The first hour is a dilly, though--it lays its fingers on the pulse of the end-of-the-studios era the way that Singin' in the Rain did for the advent of talkies. The film-within-the-film's cheesiness was perfect; I hope to see it someday on a double-bill with "Fritz Lang's 'Odyssey'". Even more bracing was the attempt to enlighten audiences about the hoops movies have to jump through in order to get financed. As Jack Horner says, "It's an important part of the process."
Posted by: Tom Block | February 09, 2011 at 04:22 PM
I've always wondered why this doesn't have a better reputation. Is it because of the cuts MGM imposed? Even in his autobiography, Minnelli seems to dismiss the released version, but is apparently quite proud of the movie he originally made. He should have been pleased anyway--it seems obvious that this was his last great film.
Posted by: Pinback | February 09, 2011 at 06:21 PM
The cameraman in the movie within the movie is named Mario. : )
And I'm sure the sportscar-out-of-control sequence was in the back of Fellini's mind, maybe even right up front, when he was making TOBY DAMMIT.
Posted by: Tim Lucas | February 10, 2011 at 03:38 AM
I [heart] the shit out of this movie. Saw it as part of the Minnelli series at MoMA a few years back, will never forget it.
Do you like YOLANDA AND THE THIEF?
Posted by: Jaime | February 10, 2011 at 10:22 AM
The second greatest George Hamilton picture of all time.
Posted by: Michael Adams | February 10, 2011 at 10:48 AM
@ Jaime: Yes, I DO like "Yolanda," not as much as "The Pirate," but very much.
@ Michael Adams: Yea, verily.
Posted by: Glenn Kenny | February 10, 2011 at 10:58 AM
Maybe this is one of those cases where I had to be there at the time or maybe know something about what was cut out to understand why it doesn't have a better rep, but you know what?

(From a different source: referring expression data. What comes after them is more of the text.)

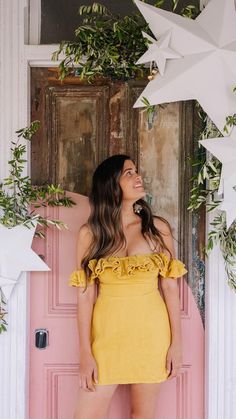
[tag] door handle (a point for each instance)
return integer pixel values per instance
(41, 338)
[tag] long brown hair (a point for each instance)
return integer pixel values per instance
(105, 218)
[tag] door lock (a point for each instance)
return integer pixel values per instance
(41, 338)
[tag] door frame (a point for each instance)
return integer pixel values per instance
(220, 300)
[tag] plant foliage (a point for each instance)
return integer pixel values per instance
(205, 184)
(19, 199)
(108, 45)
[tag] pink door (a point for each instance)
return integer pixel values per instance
(53, 370)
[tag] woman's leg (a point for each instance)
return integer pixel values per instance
(94, 404)
(143, 400)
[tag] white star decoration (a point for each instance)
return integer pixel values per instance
(158, 51)
(16, 256)
(224, 149)
(207, 70)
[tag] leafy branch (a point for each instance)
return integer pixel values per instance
(108, 45)
(19, 199)
(205, 184)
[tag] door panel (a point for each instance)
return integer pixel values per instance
(81, 125)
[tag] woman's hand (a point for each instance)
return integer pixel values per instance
(174, 360)
(88, 374)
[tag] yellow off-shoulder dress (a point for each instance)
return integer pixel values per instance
(130, 331)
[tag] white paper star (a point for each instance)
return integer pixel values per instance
(159, 51)
(17, 256)
(207, 70)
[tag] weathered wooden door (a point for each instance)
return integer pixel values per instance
(81, 125)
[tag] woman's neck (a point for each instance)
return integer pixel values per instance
(127, 213)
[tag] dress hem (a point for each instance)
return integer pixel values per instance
(118, 382)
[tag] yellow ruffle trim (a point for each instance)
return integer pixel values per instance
(127, 265)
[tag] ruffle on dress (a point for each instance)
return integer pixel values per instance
(128, 265)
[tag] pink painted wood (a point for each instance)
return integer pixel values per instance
(53, 371)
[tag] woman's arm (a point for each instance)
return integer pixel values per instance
(86, 300)
(170, 290)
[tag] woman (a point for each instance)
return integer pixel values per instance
(129, 333)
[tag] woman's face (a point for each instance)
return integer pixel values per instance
(131, 182)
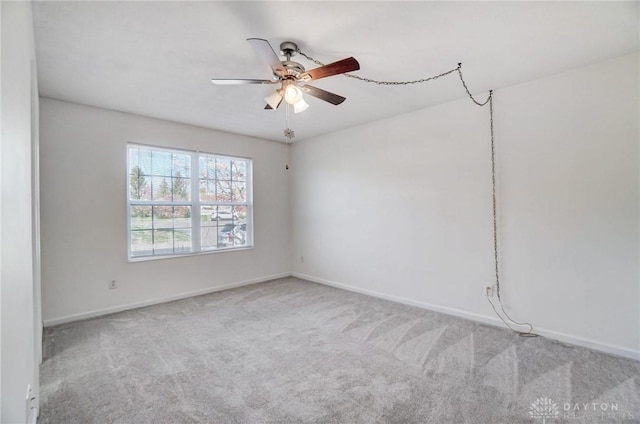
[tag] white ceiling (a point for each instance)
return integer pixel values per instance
(157, 58)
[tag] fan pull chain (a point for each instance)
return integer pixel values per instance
(489, 100)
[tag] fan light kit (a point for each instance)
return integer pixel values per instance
(293, 79)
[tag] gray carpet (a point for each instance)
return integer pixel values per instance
(291, 351)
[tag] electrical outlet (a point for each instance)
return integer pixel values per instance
(490, 290)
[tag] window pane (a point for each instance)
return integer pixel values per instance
(141, 242)
(182, 240)
(163, 241)
(161, 188)
(182, 217)
(141, 217)
(181, 165)
(181, 188)
(207, 190)
(223, 191)
(239, 191)
(223, 169)
(162, 217)
(163, 175)
(240, 214)
(209, 236)
(161, 163)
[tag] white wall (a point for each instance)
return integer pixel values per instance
(84, 237)
(401, 208)
(18, 346)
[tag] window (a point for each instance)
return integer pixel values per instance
(182, 202)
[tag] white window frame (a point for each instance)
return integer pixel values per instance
(195, 204)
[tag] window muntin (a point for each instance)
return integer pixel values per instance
(175, 208)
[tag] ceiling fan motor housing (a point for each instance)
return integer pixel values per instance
(288, 48)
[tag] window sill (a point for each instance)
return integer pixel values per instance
(183, 255)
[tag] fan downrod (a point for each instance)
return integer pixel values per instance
(288, 49)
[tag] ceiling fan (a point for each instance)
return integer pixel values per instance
(292, 76)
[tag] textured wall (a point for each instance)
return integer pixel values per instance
(402, 207)
(19, 118)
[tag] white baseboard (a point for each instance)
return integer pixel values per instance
(551, 334)
(134, 305)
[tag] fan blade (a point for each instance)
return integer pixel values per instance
(236, 82)
(332, 98)
(340, 67)
(268, 56)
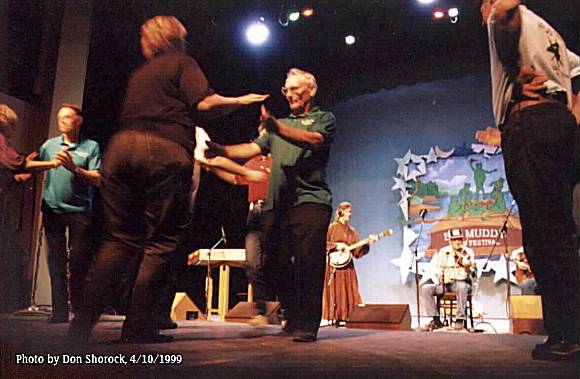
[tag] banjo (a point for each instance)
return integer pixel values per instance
(340, 258)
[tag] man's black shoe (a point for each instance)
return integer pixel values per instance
(434, 324)
(166, 324)
(305, 337)
(556, 351)
(145, 338)
(58, 319)
(288, 330)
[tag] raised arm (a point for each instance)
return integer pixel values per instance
(305, 138)
(506, 21)
(216, 105)
(240, 151)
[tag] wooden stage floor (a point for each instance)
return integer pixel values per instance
(232, 350)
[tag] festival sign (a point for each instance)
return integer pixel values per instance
(463, 188)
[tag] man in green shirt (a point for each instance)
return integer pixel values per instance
(298, 207)
(72, 164)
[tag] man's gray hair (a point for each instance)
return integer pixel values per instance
(7, 116)
(304, 75)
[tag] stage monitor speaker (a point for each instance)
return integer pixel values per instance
(526, 314)
(244, 311)
(380, 316)
(184, 308)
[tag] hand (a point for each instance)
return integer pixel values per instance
(533, 83)
(214, 150)
(267, 121)
(489, 136)
(32, 156)
(251, 98)
(64, 158)
(22, 177)
(256, 176)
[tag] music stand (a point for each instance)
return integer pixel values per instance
(208, 278)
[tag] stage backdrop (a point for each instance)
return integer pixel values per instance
(397, 150)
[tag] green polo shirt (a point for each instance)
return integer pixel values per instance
(298, 173)
(64, 192)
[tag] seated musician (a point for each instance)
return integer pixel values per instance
(341, 292)
(524, 274)
(453, 266)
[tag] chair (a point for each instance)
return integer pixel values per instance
(447, 305)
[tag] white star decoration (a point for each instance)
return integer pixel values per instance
(405, 263)
(431, 157)
(421, 170)
(401, 167)
(443, 154)
(501, 272)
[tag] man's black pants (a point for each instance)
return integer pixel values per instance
(539, 145)
(299, 237)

I love this movie. I think it's absolutely beautiful.
Posted by: Mr. Peel | February 10, 2011 at 01:00 PM
GK, one thing you didn't get into is the amazing shift in tone -- and,cough, mise-en-scene -- that gets underway at Kruger's anniversary dinner. The first hour or so is pretty conventionally staged by Minnelli's standards and often just not that good, I think, but from then on we're flagrantly in delirium land. What I couldn't detect is a switch-throwing moment that would tell us we're watching Jack's fantasy of vindication, but is there one that you can see?

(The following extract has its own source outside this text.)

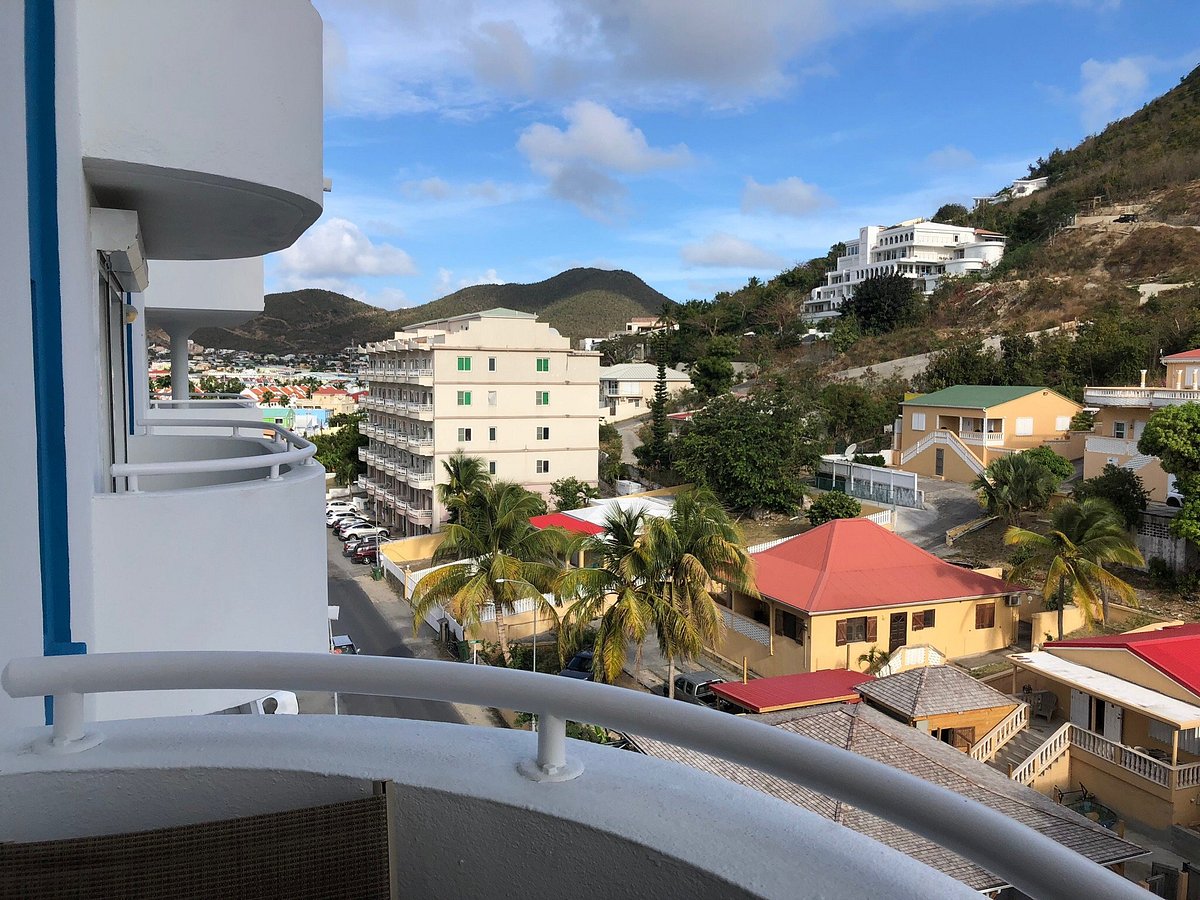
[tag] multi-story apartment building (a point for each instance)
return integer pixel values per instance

Posted by: Tom Carson | February 11, 2011 at 06:44 PM
Wonder why this isn't available on Netflix. This is a film I have been longing to see for years, since it popped up rather unaccountably in some otherwise conservative Greatest Films Ever Made book I had as a kid (was it Bosley Crowther's book? Nah, couldn't be).
Posted by: Unkle Rusty | February 11, 2011 at 07:28 PM
I really love the rear projection in this film. Especially the iris splashes of yellow headlights in the sportscar sequence. I read Shaw's novel last summer. In the book, Andrus isn't in a sanitarium, but is stuck in a dull reality of a PR job with a boring wife and kids in Paris. At the end of his two-week delirium in Rome, he runs back to "reality" while in the movie he races toward unreality of Hollywood, and as you suggest, perhaps to another round of disappointment. Both scenarios work in their respective mediums. Damn good movie.